Monday, December 05, 2005

Evidence on the Religious Climate Affecting Adam Smith

Virtue on line: ‘The voice for global orthodox Anglicanism’ (4 December), carries a review: The Elizabethan Prayer Book, Edited by John E. Booty, Virginia/Folger. 427 pp. $29.95, by Michael Dirda, a critic for Book World (©

In part of his thoughtful review Michael Dirda reports:

Bunyan also uses such surprisingly modern phrases as "spending money" and "Were you doers, or talkers only?"And he ends Part One with a chilling sentence. Ignorance has arrived at the Celestial City and knocks on the door. So very close to his heavenly goal, he nonetheless lacks the proper "certificate" and is suddenly, unexpectedly damned, bound hand and foot, and thrust by angels through a door in the side of a hill. Writes Bunyan: "Then I saw that there was a way to Hell, even from the Gates of Heaven, as well as from the City of Destruction." On which harrowing note he brings his original vision to a close: "So I awoke, and behold, it was a Dream."Such declamatory moments remind us that Bunyan passed much of his life, when not in prison, preaching in the open air. In our era of so much bland speech-making, we sometimes forget about this sheer power of oratory. Great preachers even now preserve its tradition, one in which human elocution alone, backed by passionate conviction and a desire to save souls, can bring people to tears, to their knees or to their feet. Think, for a supreme example, of Martin Luther King Jr.The almost legendary 18th-century preacher George Whitefield was so magnificent a speaker that the atheist philosopher David Hume declared that he would travel 20 miles on foot to hear him. Once, every high-school student read, with growing terror, the rolling periods of Jonathan Edwards's sermon "Sinners in the Hands of an Angry God." After describing the horrors of the pit, he reminds us of the sharp precariousness of life:"The bow of God's wrath is bent, and the arrow made ready on the string, and justice bends the arrow at your heart, and strains the bow, and it is nothing but the mere pleasure of God, and that of an angry God, without any promise or obligation at all, that keeps the arrow one moment from being made drunk with your blood."

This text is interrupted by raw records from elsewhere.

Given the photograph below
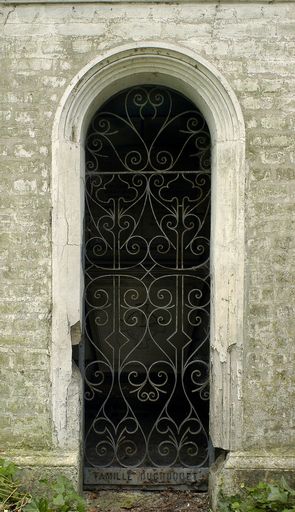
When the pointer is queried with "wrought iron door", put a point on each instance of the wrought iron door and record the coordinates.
(147, 291)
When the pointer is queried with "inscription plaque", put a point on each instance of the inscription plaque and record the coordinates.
(141, 477)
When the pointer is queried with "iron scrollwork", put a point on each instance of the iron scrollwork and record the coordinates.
(147, 288)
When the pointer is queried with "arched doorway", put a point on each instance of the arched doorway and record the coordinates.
(147, 291)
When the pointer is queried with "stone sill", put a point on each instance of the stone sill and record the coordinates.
(177, 2)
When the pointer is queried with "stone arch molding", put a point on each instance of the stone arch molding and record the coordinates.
(191, 75)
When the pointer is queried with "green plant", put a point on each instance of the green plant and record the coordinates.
(12, 497)
(264, 497)
(58, 495)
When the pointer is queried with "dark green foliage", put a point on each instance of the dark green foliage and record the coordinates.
(264, 497)
(57, 496)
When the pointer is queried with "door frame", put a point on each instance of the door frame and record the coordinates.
(183, 70)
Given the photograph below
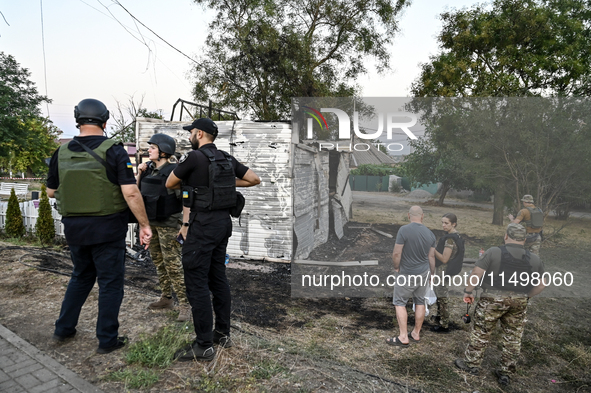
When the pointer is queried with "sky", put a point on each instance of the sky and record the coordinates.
(77, 49)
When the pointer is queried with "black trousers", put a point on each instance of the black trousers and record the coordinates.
(204, 253)
(105, 263)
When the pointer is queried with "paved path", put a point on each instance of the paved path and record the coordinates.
(24, 368)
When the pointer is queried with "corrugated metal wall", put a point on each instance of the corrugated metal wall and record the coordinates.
(311, 205)
(265, 228)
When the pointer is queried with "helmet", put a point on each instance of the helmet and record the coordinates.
(165, 143)
(91, 111)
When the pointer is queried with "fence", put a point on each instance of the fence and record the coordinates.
(369, 183)
(30, 212)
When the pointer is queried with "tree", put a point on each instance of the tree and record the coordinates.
(260, 54)
(14, 226)
(512, 48)
(26, 138)
(427, 164)
(125, 116)
(38, 141)
(45, 227)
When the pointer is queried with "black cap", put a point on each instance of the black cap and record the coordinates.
(204, 124)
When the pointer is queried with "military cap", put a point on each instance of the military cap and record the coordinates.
(516, 232)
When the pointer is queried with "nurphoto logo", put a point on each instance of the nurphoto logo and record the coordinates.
(390, 121)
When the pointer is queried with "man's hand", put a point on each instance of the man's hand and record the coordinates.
(145, 236)
(183, 231)
(468, 298)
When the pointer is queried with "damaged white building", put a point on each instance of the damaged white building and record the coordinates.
(304, 193)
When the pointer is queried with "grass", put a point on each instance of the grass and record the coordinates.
(135, 378)
(157, 350)
(267, 368)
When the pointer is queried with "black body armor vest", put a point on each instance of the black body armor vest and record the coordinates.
(160, 203)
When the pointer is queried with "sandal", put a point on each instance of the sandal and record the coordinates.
(396, 342)
(503, 379)
(411, 338)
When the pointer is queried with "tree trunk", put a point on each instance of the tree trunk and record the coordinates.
(499, 204)
(444, 189)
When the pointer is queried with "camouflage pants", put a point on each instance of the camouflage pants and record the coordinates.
(166, 254)
(442, 292)
(533, 243)
(490, 309)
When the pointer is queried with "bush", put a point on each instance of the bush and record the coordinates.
(45, 228)
(395, 188)
(14, 218)
(375, 170)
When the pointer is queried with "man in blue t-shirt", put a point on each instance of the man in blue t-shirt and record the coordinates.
(414, 261)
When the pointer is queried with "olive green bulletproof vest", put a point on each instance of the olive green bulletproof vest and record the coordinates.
(85, 189)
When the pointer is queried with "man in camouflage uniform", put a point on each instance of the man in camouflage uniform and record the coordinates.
(524, 217)
(165, 253)
(166, 214)
(501, 302)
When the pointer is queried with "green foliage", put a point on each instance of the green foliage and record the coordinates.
(45, 228)
(135, 378)
(260, 54)
(124, 118)
(157, 350)
(26, 138)
(14, 226)
(375, 170)
(511, 48)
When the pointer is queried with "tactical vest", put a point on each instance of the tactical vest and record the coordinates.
(512, 268)
(536, 220)
(454, 265)
(221, 192)
(160, 203)
(85, 189)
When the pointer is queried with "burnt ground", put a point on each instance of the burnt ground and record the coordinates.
(297, 344)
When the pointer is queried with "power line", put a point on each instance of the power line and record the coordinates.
(153, 32)
(4, 18)
(44, 61)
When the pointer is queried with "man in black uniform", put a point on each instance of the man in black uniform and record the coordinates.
(209, 177)
(92, 179)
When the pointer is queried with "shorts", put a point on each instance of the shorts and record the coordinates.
(411, 285)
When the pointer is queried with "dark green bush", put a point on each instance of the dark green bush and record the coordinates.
(14, 219)
(45, 228)
(376, 170)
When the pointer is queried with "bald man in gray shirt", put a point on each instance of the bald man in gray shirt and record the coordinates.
(414, 261)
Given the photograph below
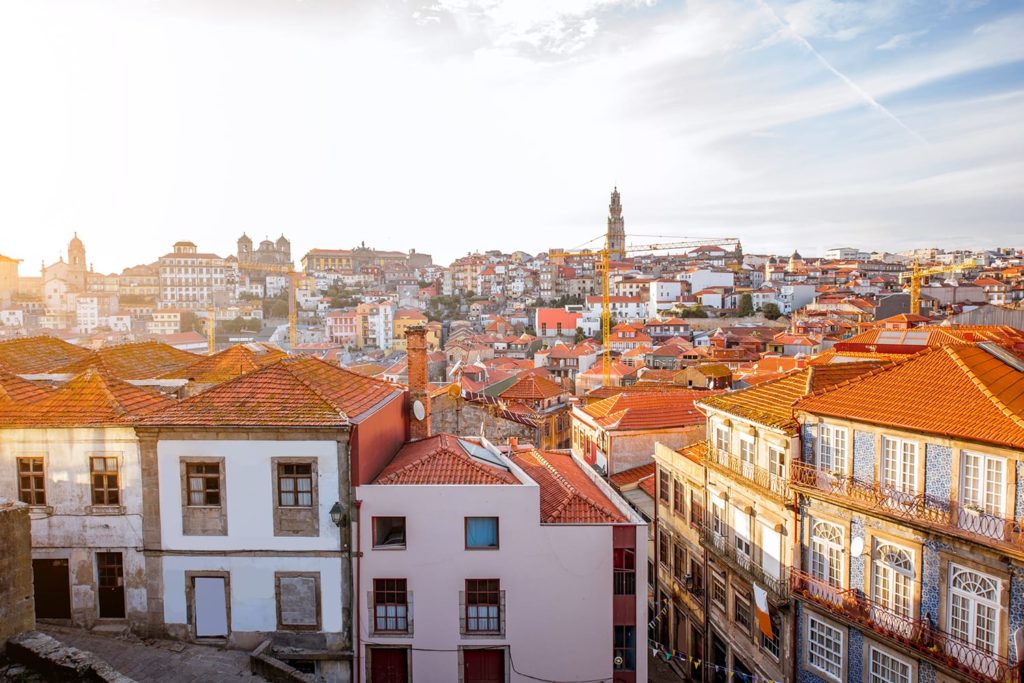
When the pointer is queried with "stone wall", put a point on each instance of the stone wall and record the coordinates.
(17, 609)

Though Michael Dirda does not say so, David Hume had such a gentle disposition (he never criticised any reviewer of his writings, no matter how rude and ignorant their words) that he had many friends among the ministers and elders of the Scottish Church during his lifetime, all of them aware of his views on religion and religious mysticism, and of his honest, open nature. Many of whom, right to the top of the Church, were unwilling to castigate and denounce him in the same distasteful manner as did some of their ‘Christian’ brethren.

Indeed, when the zealots tried to ‘excommunicate’ him, a wholly disastrous social edict but of no philosophical importance, his friends in the Church rallied to his defence and the zealots lost handsomely, with not a little gentle mocking for their pains.

It was not for nothing that he was called ‘Saint David’ by many who knew him.

I have raised the issue of 18th-century Scotland’s religious climate in ‘Adam Smith’s Lost Legacy’ (Palgrave, 2005) and here on the Lost Legacy Blog. The passages quoted above show a glimmer of the religious climate of ‘hell and damnation’ preaching that pervaded life in the Kirk that dominated Scottish social and family life throughout Smith’s lifetime. The reviewer’s purpose in quoting the prose had a different purpose, namely to illustrate the excellent use of the English language by some members of the Church of England; the ‘Calvinist’ inspired, Presbyterian Church in Scotland was more prone to alarmism about the furies of Hell than some of their southern neighbours.

For many of his contemporaries, particularly his beloved mother, the threat of Hell’s fire, mitigated only by an elsuive Heaven’s promise, was a very real, present and personal danger, under which most, including Adam Smith, were intimidated into compliance or prudence about causing the offence to the zealots. There are many signs of this in Smith’s “Theory of Moral Sentiments” and clues to his indirect criticism of religious doctrine in his surrogate condemnation of the pagan superstitions when his real target was religious superstition. On the death of his mother, Margaret Douglas (and later his cousin, Jane Douglas) he averred to no words about them being in Heaven, or that he would meet them again in what preachers called the ‘afterlife’.

Modern readers of Smith’s Works should take their context into consideration when they assert that he was a Deist and that a religious theme runs through his philosophical and economics writing.